Job Search: Core Message Statement/"Elevator Pitch"
A short spoken statement (30-second mini-abstract) about you that lets people know who you are, what you do well, and what you are looking for. In your own authentic voice, it is a well-prepared answer to the questions, "Tell me a little bit about yourself," or "So, what do you do?"
Basic Template for Your Core Message ("Pitch"):
Who you are:
My name is_________________________________. I am a(n)_________________________________
(Tip - This can be your actual job title or a descriptive term for your occupation. Examples include biologist, research scientist, microbiologist, biochemist, etc.)
(Tip - This is a short phrase that makes your title or occupation more specific)
What you do:
(Tip - Write a single sentence that describes what you do. For example, "I work with... and discover mechanisms that ..." Try to be specific so that people can really picture what you mean.)
Why you're the best, unique, talented; or what you do especially well (Skills):
(Tip - Write a sentence that expresses your best strength(s).

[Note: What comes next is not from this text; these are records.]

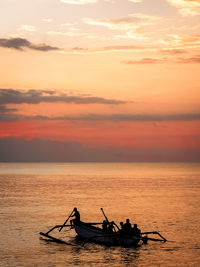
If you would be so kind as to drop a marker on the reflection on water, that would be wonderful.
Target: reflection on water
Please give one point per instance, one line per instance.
(160, 197)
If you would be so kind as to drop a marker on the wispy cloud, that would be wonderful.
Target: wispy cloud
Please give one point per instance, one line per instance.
(180, 60)
(27, 28)
(145, 61)
(131, 25)
(79, 2)
(182, 41)
(136, 1)
(11, 96)
(186, 7)
(189, 60)
(21, 44)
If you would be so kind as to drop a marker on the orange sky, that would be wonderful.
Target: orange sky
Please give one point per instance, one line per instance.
(106, 74)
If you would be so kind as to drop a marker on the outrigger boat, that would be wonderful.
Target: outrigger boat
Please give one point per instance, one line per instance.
(90, 232)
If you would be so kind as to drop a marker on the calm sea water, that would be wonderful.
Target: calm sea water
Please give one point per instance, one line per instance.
(162, 197)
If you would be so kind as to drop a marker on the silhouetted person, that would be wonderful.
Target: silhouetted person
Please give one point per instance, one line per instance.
(105, 225)
(111, 228)
(121, 230)
(127, 227)
(75, 214)
(136, 231)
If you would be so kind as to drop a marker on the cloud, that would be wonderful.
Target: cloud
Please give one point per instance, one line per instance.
(173, 51)
(38, 150)
(79, 2)
(190, 60)
(131, 25)
(21, 43)
(136, 1)
(145, 61)
(182, 40)
(107, 117)
(186, 7)
(11, 96)
(28, 28)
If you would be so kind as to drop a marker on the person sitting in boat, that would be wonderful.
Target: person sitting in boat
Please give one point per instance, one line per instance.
(75, 214)
(127, 226)
(135, 231)
(105, 225)
(121, 230)
(110, 228)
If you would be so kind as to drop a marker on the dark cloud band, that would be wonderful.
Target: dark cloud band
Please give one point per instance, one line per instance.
(11, 96)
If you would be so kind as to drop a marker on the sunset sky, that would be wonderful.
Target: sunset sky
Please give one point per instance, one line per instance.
(100, 80)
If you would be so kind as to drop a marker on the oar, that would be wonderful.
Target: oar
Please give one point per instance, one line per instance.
(105, 216)
(65, 221)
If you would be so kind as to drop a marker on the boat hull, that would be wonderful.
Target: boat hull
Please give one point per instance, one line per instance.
(94, 234)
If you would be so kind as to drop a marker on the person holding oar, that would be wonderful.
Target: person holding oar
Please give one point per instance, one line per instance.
(75, 214)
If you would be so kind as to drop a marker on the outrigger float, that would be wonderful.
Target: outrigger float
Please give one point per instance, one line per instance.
(90, 232)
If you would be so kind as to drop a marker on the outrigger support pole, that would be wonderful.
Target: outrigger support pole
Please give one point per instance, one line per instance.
(154, 239)
(55, 239)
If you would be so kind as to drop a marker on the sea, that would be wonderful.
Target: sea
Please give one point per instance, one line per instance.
(162, 197)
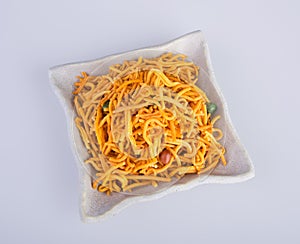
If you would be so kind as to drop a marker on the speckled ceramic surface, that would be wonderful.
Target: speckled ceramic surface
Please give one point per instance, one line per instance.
(97, 206)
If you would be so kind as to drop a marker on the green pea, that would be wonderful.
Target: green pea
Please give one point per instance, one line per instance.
(211, 107)
(106, 104)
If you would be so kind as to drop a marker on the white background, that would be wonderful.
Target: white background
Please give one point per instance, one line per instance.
(255, 54)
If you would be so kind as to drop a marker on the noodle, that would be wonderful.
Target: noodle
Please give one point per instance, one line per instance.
(140, 108)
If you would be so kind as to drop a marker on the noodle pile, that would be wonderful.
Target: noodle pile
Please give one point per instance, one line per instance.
(140, 110)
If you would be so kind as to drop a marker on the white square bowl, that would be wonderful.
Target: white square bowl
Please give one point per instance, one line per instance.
(97, 206)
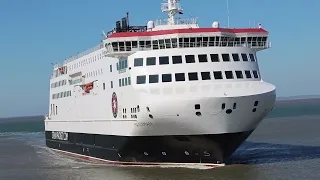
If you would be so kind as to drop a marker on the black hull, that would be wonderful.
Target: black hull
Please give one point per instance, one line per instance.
(213, 148)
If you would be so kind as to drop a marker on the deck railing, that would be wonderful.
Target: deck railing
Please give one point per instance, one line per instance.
(177, 21)
(126, 49)
(79, 55)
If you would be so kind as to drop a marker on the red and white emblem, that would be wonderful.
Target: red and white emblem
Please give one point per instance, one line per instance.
(114, 105)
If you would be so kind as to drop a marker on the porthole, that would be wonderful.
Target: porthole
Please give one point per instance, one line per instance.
(223, 106)
(198, 113)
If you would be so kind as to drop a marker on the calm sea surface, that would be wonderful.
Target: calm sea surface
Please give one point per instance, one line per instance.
(286, 145)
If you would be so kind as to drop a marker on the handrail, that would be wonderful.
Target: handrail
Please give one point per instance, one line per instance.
(260, 45)
(177, 21)
(84, 53)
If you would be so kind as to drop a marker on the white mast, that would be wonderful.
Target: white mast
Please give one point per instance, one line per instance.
(172, 7)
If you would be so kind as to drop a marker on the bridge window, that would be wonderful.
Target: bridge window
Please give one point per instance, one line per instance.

For example, "My cutting-edge techniques and collaboration with other researchers allows me to ..." Provide a concrete example of something that sets you apart from others in your field.)
What contributions (values added) are you looking to make:
(Tip - Tell what you are looking for, in terms of what problems you will solve for the employer or for the world. For example, "I'm looking to continue research to discover new ..., make breakthroughs in ..., provide results that can lead to cures for...")
How and When to Use Your Core Message Statement ("Pitch"):
In an informal social setting: A way to introduce yourself or to start a conversation, or to answer such a question as, “Now tell me again, what the heck is it that you do?”
At a networking meeting, conference, workshop, etc.: Approaching a referral, target author or presenter, target lab director, new potential colleague . . .
In the job interview (on telephone or in person): “So, John, tell me a little bit about yourself.” If you have done your homework, you will know what kinds of things to highlight. If you haven’t done your homework, you can still try a basic statement, or you can attempt to ask them about their particular needs and interests before you launch your pitch, and then try to address their needs and interests. Think about what you want them to say about you when you are gone.
In your letter of introduction or cover letter: It can provide an excellent basis for your second paragraph.
As an introduction for a presentation, workshop, class, or speech that you are giving
Develop your core message statement/ “pitch” quickly by writing it out first, and then talking it out. Make adjustments until it sounds and feels right for you.
You may develop several different pitches in order to address specific situations and specific targets.
Practice out loud in front of a mirror, in the shower, or in the car. Practice with friends and colleagues.
A positive core message statement (“pitch”) will enhance your professional presence and stature, boost your self-confidence, and reduce your anxiety. It helps you establish your identity as a professional, and it opens doors for connection and collaboration.
Take the initiative. Make eye contact. Smile. You belong here. You have much to contribute.